= Patricia Limousin =

French neurologist

Patricia Limousin is a French neurologist recognized for her contributions to the treatment of movement disorders, particularly through deep brain stimulation (DBS). She earned her medical degree from the University of Grenoble and completed her PhD in neuroscience at the University of Lyon I in 1998, focusing on DBS of the subthalamic nucleus as a treatment for Parkinson's disease.

Limousin was part of the pioneering team in Grenoble, France, led by Professors Alim-Louis Benabid and Pierre Pollak, where modern DBS techniques for movement disorders were developed. In fact, she was the first neurologist to switch on bilateral deep brain stimulation to the subthalamic nucleus, leading to marked improvements of Parkinson's Disease, with a treatment that has now been applied in over 200,000 patients, world-wide. In 1997, she joined the UCL Institute of Neurology and the National Hospital for Neurology & Neurosurgery in London, where she currently serves as a professor of clinical neurology and honorary consultant neurologist.
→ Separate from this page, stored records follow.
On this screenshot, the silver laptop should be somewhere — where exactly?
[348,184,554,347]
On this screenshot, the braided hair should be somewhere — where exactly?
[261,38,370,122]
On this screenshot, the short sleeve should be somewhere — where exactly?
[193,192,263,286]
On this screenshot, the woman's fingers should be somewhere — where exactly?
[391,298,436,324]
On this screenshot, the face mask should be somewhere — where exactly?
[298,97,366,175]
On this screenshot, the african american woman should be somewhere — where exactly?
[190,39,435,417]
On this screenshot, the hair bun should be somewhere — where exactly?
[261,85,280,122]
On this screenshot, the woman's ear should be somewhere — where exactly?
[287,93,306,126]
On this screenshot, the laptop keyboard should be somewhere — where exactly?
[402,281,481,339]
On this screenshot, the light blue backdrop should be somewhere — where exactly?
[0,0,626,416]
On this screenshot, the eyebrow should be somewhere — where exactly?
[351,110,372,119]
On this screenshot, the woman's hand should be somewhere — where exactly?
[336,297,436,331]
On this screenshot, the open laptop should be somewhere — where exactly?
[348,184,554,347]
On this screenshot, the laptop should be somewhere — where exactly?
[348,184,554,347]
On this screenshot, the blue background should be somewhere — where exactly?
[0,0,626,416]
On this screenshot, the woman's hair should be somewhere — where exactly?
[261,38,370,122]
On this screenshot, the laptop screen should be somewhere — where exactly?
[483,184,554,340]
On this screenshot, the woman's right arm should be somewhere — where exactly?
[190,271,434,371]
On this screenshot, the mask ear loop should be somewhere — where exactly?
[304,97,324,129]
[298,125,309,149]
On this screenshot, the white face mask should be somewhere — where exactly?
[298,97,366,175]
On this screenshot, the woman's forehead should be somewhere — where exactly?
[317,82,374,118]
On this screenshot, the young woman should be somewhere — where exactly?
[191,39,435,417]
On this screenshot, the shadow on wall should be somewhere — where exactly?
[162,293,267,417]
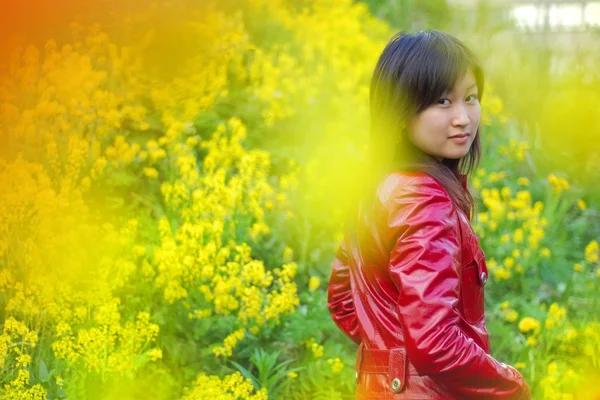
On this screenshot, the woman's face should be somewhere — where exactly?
[408,68,481,161]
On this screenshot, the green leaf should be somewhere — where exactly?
[231,361,260,390]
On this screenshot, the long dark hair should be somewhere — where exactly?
[349,30,484,244]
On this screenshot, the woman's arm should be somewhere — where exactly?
[327,236,361,344]
[388,175,530,399]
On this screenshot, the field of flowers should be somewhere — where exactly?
[0,0,600,400]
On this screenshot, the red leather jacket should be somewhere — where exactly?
[328,172,530,399]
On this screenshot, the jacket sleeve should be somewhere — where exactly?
[388,177,530,399]
[327,236,361,344]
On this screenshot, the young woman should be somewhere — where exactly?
[328,30,530,399]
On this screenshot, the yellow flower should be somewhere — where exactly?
[144,168,158,179]
[513,228,523,243]
[585,240,598,263]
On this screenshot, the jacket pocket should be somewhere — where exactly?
[460,246,488,324]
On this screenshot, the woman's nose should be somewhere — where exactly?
[452,105,471,126]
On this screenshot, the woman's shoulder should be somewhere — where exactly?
[377,171,450,205]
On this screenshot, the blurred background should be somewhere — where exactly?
[0,0,600,400]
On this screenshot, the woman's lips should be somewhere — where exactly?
[450,134,469,144]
Her research focuses on the application of DBS in treating conditions such as Parkinson's disease, dystonia, and tremor. She has extensively studied the effects of DBS on speech and the mechanisms underlying its therapeutic benefits. Limousin is also involved in developing new surgical therapies for movement disorders, including exploring novel targets and participating in gene and cell therapy trials.